After the drill, Porter took the whole party back to Delilah’s for tea. And when her guests had gone, and the black-haired beauty went to her flamingo room to dress for dinner, she found a note on her pincushion.
“I have taken Barry’s picture, because he meant it for me; it was a mistake, your getting it. He left it with the new maid one day when you were at our house, and she handed it to you instead of to me—she mixed up our names, just as the maids used to mix them up at school. And I know you won’t mind my taking it, because with you it is just a game to play at love—with Barry. But it is my life, as you said that day in the Park. And to-day Barry told me that it is his life, too. And I am very happy. But this is our secret, and please let it be your secret until we let the rest of the world know——”
Delilah, reading the childish scrawl, smiled and shook her head. Then she went to the telephone and called up Leila.
“Duckie,” she said, “I’ll dance at your wedding. Only don’t love him too much—no man is worth it.”
Then, triumphant from the other end of the line, came the voice of Perfect Faith—“Oh, Barry’s worth it. I’ve known him all my life, Lilah, and I’ve never had a single doubt.”
In Which Roger Sallies Forth in the Service of a Damsel in Distress, and in Which He Meets Dragons Along the Way.
In the weeks which followed the trip to Fort Myer, Mary found an astonishing change in her brother. For the first time in his life he seemed to be taking things seriously. He stayed at home at night and studied. He gave up Jerry Tuckerman and the other radiant musketeers. She did not know the reason for the change but it brought her hope and happiness.
Barry saw Leila often, but, as yet, no one but Delilah Jeliffe knew of the tie between them.
“I ought to tell Dad,” Leila had said, timidly; “he’d be very happy. It is what he has always wanted, Barry.”
“I must prove myself a man first,” Barry told her, “I’ve squandered some of my opportunities, but now that I have you to work for, I feel as strong as a lion.”
They were alone in the General’s library. “It is because you trust me, dear one,” Barry went on, “that I am strong.”
She slipped her little hand into his. “Barry—it seems so queer to think that I shall ever be—your wife.”

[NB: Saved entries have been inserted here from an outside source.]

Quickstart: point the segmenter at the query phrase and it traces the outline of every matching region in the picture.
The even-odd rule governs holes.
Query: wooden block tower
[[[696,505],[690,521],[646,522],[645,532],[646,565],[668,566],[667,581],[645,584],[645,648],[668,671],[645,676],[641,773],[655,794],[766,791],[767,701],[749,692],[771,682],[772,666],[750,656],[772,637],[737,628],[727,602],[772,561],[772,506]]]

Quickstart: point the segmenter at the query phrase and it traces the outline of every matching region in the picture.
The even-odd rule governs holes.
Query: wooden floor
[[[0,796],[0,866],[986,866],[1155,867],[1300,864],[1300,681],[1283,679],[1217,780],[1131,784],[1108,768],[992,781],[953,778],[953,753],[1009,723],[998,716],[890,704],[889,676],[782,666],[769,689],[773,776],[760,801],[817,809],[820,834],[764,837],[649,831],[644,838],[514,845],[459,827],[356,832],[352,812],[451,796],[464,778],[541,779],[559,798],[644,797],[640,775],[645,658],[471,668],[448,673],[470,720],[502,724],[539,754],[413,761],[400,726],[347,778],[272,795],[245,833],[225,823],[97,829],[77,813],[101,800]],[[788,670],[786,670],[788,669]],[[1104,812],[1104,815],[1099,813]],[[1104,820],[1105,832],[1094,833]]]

“You had to be. It was meant from the—beginning.”
“Was it, Barry?”
“And it will be to the end. Oh, I shall always love you, dearly, dearly——”
It was idyllic, their little love affair—their big love affair, if one judged by their measure. It was tender, sweet, and because it was their secret, because there was no word of doubt or of distrust from those who were older and wiser, they brought to it all the beauty of youth and high hope.